En Champagne et notamment sur les terroirs historiques de la Côte des Blancs (la vigne y est cultivée depuis des siècles), le court-noué s’installe peu à peu. Il s’agit d’une dégénérescence transmise par des nématodes (vers minuscules vivant dans le sol et porteurs du virus). Cette infection entraîne un affaiblissement progressif du cep, qui peut conduire à la mort de la vigne. Alors, comment assurer l’avenir de nos vignes ?
La voix officielle préconise de dévitaliser les vieilles vignes (les tuer au Roundup) et la désinfection chimique du sol (éliminer les nématodes et forcément tout le reste avec). En clair, supprimer toute vie, faire place nette et replanter le tout avec des clones. Les échecs de cette méthode sont cuisants mais on persiste en attendant la solution miracle des OGM…
Nous refusons cette escalade dans les méthodes de destruction, nous recherchons des solutions, peut-être imparfaites, dans un équilibre de la vigne qui lui permette de vivre avec cette infection.

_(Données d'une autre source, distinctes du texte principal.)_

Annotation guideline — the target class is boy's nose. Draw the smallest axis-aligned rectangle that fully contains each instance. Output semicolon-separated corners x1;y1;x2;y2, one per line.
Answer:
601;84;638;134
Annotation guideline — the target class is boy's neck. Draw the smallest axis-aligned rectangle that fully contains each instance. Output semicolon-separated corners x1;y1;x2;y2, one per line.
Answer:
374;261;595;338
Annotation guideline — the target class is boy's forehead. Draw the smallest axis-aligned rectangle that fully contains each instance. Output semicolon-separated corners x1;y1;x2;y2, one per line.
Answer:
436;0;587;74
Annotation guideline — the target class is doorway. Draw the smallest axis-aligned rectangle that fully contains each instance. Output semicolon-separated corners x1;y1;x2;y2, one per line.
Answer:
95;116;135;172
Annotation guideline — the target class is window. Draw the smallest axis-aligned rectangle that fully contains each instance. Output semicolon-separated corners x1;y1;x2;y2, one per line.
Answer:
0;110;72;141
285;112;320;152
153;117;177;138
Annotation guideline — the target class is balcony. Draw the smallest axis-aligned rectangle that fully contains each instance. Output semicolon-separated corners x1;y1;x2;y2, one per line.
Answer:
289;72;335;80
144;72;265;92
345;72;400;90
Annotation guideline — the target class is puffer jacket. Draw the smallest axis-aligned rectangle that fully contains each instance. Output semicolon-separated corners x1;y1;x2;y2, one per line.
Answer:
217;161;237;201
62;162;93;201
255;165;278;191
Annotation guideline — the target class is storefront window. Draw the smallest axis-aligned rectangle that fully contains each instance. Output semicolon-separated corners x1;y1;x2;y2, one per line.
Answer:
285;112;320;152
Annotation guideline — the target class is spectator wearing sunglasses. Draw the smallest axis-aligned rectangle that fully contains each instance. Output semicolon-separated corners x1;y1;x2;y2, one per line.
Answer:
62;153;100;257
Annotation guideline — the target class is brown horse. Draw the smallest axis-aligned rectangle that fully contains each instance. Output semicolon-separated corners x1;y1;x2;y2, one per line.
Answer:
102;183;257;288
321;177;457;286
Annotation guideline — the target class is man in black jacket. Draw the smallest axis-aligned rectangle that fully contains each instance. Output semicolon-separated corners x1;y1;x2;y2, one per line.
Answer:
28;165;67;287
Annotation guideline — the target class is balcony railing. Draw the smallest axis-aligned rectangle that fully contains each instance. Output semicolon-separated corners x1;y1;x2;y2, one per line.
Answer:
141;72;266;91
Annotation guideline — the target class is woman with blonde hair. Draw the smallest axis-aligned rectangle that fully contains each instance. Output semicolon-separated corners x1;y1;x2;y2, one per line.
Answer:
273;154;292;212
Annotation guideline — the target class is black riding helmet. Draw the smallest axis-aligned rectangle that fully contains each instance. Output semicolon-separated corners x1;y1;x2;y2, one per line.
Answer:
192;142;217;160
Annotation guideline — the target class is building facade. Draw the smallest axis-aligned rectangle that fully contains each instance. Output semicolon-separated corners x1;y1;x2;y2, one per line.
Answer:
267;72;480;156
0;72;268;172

Tout d’abord, nous essayons de préserver la diversité de la vie dans nos sols (aucun désherbant, labour respectueux, biodynamie). La concurrence entre les organismes présents entraîne une expression moindre de la maladie. De plus, vous connaissez notre parti pris pour préserver la diversité des ceps de vigne.
Pour nous, les OGM et les clones appauvrissent notre patrimoine et fragilisent la vigne. Nous constatons que nos vieilles vignes sont moins sensibles au court-noué. Nous avons décidé d’utiliser ces ceps qui semblent résistants pour notre propre sélection plutôt que des clones reproduits à l’identique sur tous les coteaux.
Cette richesse, c’est l’équilibre nécessaire à la vie de nos terroirs, de nos vignes et de nos vins…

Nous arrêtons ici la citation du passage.